Catholic Social Teaching Serves an Important Countercultural Function But Also Has Some Weaknesses
For a complete text of Dr. Cahill's speech, see "Good News and Bad".
In the struggle to ensure healthcare for the uninsured, Catholic social teaching lends strength to the mission in a number of ways, most notably by serving a prophetic, countercultural function, said Lisa Sowle Cahill, PhD, professor of theology at Boston College. "Catholic healthcare brings to the table, even in a 'public' conversation, the many voiceless and too often faceless victims of the status quo, whom it is easy to exclude and even forget because, on their own, they do not have the power to get through the door."
On the other hand, she said, the Catholic social tradition also has some weaknesses in relation to healthcare, including:
- The tendency "to advance broad ideals while downplaying the fact that realizing them in practice may involve conflict and compromise."
- An inclination to approach social justice and change in a hierarchical manner, rather than adopting a grassroots orientation in which advocacy for the rights of the disadvantaged is led by the disadvantaged themselves.
- A decidedly Western European bias that can prevent us "from authentically hearing and appropriating the faith experiences, moral values, and social needs of persons in other cultures." For example, the call for "universal access," while admirable, obscures the fact that, because of America's history of slavery and its continuing racism, black people and white people often have different healthcare needs.

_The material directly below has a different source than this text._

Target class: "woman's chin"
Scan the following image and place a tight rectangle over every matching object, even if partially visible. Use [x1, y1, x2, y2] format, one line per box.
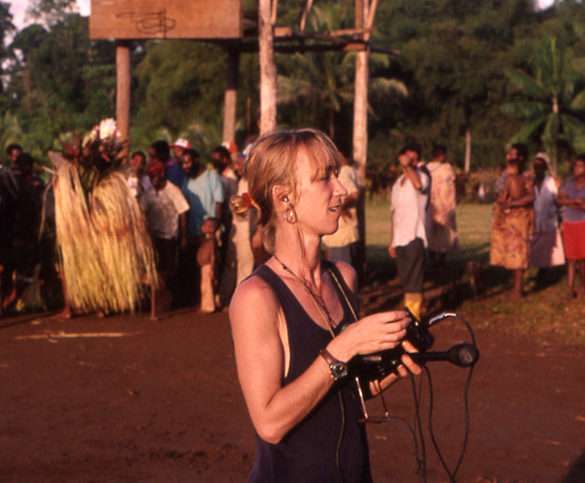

While laudatory of CHA's efforts, Cahill cautioned that the achievement of accessible and affordable healthcare "goes against the grain of American individualism and of the market, and that Americans may be far from prepared to accept this vision, even as an ideal." She also warned that reform efforts will require "negotiation and cutbacks, reallocation of funds, and curtailment of benefits that some have come to expect or already take for granted."